My blogs accept advertising, ads and links Writing for more than 40 years Winner of Sunday Times Literary Award for Confessions of a Gambler
Jun 20, 2012
The brilliance of Agatha Christie
Did you know that the secret behind Agatha Christie’s whodunits was that she wrote the last chapter in a book first and then went back to the beginning and wrote the rest of the story? This allowed her to carefully maneuver the plot and work out all the kinks in the story for the perfect ending. One could never figure out which character was the villain, the murderer or the thief until the very last paragraph.
Agatha Christie was a great mystery writer. Her books had her stamp on it because the characters were all carefully crafted and every detail meant something. Together with Hercule Poirot, the two of them were unstoppable. For this writer Agatha Christie was the master manipulator when it came to a twisted plot and the master with trick endings. Ten Little Indians is a good example.
In the book a host invites ten guests to dinner. As the dinner proceeds the guests die one by one during the night. When it came to the 10th guest remaining, it was obvious that HE was the killer. But, no! The 10th guest died also. The killer was the one who died first and hid in the house until all nine were dead.
Towards the end of her life she wrote the following quote: “I have enjoyed greatly the second blooming that comes when you finish the life of the emotions and of personal relations; and suddenly find - at the age of fifty, say - that a whole new life has opened before you, filled with things you can think about, study, or read about...It is as if a fresh sap of ideas and thoughts was rising in you."

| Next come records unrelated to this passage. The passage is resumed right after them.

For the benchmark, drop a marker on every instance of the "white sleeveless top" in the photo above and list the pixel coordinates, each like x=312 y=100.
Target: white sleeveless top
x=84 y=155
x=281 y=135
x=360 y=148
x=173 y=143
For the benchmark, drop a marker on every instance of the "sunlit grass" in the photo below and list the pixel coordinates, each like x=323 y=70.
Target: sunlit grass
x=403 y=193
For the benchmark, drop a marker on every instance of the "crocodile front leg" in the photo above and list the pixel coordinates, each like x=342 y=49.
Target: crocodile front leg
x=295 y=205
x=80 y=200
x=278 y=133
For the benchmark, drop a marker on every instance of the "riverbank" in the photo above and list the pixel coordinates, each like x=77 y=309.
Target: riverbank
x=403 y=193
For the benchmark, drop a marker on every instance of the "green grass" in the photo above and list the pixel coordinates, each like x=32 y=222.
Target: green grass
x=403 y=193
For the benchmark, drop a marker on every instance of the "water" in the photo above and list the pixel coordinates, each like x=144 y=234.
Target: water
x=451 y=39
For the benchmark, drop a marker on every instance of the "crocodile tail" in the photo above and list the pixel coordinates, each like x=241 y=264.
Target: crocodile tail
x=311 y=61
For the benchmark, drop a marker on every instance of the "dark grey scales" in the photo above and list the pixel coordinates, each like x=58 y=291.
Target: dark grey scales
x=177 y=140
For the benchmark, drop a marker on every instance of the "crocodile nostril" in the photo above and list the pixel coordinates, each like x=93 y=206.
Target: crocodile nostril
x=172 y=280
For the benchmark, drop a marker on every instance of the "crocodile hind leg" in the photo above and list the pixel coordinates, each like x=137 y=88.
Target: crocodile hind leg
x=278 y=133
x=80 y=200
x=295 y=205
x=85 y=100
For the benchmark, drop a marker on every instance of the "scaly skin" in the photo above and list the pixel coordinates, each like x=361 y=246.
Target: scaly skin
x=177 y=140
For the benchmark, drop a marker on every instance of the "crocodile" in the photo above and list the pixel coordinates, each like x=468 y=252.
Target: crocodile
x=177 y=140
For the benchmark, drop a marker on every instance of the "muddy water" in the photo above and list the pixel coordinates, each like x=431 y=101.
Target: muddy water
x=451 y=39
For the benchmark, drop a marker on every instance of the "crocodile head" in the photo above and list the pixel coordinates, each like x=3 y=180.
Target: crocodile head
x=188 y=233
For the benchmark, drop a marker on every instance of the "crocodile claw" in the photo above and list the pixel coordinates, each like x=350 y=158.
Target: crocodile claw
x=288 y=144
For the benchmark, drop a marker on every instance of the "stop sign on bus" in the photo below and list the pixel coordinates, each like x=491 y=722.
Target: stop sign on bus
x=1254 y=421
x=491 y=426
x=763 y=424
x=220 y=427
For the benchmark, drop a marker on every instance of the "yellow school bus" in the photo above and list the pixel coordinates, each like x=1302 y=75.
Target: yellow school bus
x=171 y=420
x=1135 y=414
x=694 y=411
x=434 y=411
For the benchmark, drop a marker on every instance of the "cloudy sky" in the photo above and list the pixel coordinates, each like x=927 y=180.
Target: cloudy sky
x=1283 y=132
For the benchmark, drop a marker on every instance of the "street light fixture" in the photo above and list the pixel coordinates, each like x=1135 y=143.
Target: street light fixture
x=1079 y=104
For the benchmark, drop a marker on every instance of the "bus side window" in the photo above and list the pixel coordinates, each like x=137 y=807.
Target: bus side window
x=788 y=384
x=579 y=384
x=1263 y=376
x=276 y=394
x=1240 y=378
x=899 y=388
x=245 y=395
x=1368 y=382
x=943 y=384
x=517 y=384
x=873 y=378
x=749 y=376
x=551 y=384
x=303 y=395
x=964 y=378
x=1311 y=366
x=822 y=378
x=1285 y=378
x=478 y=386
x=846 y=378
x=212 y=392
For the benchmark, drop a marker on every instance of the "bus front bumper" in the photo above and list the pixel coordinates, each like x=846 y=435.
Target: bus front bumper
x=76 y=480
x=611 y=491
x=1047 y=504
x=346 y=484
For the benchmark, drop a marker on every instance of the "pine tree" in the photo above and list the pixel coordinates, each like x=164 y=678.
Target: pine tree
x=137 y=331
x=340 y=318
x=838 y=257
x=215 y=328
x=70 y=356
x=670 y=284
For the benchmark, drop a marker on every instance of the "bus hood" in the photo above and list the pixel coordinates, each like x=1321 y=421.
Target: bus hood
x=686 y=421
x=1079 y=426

Agatha Christie’s books have been translated into more than 56 languages and are still sending shivers down readers’ spines. Writing first under the pseudonym of Mary Westmacott she also wrote plays, and The Mousetrap already had 23,000 shows since its first performance in 1952. As she became ill with dementia she wrote in “An Autobiography” in 1977: "I live now on borrowed time, waiting in the anteroom for the summons that will inevitably come. And then - I go on to the next thing, whatever it is. One doesn't luckily have to bother about that."
I have always looked upon the old English writer as a whodunit sort of girl with a fist full of old detective ideas, but from reading her quotes I got a real glimpse of the writer and got to know more. As the lady says herself, she “specializes in murders of quiet, domestic interest.” Nothing can be truer.